Does poetry help you understand a difficult scientific article? Campus poet Theis Kirsten attempts to investigate this matter in the form of a poetry collection. This collection, which will be his final project as the 2023-2024 Campus Poet, will be released at the end of this year.
At the end of this year, campus poet Thijs Kirsten will publish a poetry collection in collaboration with Radboud University (RU), in which he turns a number of scholarly articles into poetry. To understand the articles in the best possible way, he collaborates with researchers from all seven colleges. Simone Bauhuis will provide illustrations for the collection.
The researcher talks Kirsten into sending him an article to read, and later to write a poem about it. “Some colleges are of course a little outside my scope.” Comfort Zone“But I want to involve them in my research,” he says. “If I only wrote poetry for my arts college projects, I would be finished in a month, so to speak.” He also wants to break the stereotype that beautiful language is just something from the Faculty of Arts: “Poetry can be found everywhere.” Some mathematicians even find poetry in programming languages like Python.
The final project
Each year, the elected Campus Poet Laureate is expected to create a final project, for which he receives a certain budget. Previous campus poets have chosen to create a podcast or glossy, for example. Kirsten takes a more scholarly approach to his final project: “I started thinking about what I like as a campus poet,” he says. “I thought: I'm the campus poet, but I'm actually primarily a poet and not really the campus.” That's why he decided to dive into science.
Kirsten saw how difficult it was to access a great deal of science communication. For this reason he then wondered whether this difficulty of access could be reduced through poetry. “I perform a lot on stage myself, so that's why my poetry has to have a fairly direct message. It shouldn't get stuck in the previous sentence, so to speak, while the next sentence has already been said,” he explains. Kersten also takes up meter and rhythm. In mind, making the text flow better.

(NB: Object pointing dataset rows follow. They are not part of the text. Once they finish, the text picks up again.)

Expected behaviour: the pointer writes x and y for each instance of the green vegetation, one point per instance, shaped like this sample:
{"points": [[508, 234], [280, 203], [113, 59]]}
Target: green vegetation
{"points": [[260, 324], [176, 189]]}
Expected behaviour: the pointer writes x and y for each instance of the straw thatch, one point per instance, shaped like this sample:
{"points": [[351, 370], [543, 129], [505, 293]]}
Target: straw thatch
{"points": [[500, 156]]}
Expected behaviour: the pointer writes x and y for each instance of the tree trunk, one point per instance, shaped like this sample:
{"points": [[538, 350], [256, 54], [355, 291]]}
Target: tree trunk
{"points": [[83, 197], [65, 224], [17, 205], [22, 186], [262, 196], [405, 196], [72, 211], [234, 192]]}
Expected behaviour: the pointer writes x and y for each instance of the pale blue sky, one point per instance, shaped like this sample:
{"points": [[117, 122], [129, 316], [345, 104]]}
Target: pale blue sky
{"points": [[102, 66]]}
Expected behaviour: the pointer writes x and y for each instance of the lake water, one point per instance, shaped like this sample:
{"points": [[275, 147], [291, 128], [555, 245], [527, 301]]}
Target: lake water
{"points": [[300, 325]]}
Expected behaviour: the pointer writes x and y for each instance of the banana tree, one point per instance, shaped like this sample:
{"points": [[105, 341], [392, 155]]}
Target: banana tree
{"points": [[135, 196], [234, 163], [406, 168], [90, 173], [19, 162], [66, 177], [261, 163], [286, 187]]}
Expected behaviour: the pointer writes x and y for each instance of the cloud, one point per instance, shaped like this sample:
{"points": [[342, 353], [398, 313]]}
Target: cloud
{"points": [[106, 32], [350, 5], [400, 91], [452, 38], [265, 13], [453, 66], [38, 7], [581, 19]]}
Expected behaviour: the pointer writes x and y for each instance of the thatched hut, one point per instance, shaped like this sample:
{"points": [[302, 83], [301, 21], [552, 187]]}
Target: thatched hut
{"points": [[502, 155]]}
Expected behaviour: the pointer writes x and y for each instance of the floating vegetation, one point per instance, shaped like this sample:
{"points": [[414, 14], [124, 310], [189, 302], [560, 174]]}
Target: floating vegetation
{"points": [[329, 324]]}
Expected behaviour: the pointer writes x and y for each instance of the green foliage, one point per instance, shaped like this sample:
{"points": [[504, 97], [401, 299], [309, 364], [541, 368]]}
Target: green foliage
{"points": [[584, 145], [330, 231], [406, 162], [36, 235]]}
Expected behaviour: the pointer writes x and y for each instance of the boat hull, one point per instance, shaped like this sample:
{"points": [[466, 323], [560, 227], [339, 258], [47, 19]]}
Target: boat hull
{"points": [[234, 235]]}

Partly because of this rhythm, it is believed that poetry can help in better understanding and remembering scientific texts. “Take songs by artists like Taylor Swift as an example,” he explains. “She uses rhyme and the rhythm of her music also creates a kind of rhythm, just like in poetry. As a result, people in… no time The ability to memorize her songs.
Kersten and Bauhuis will be busy designing the collection in September and October. The group's presentation will take place in November. The package will be released shortly thereafter.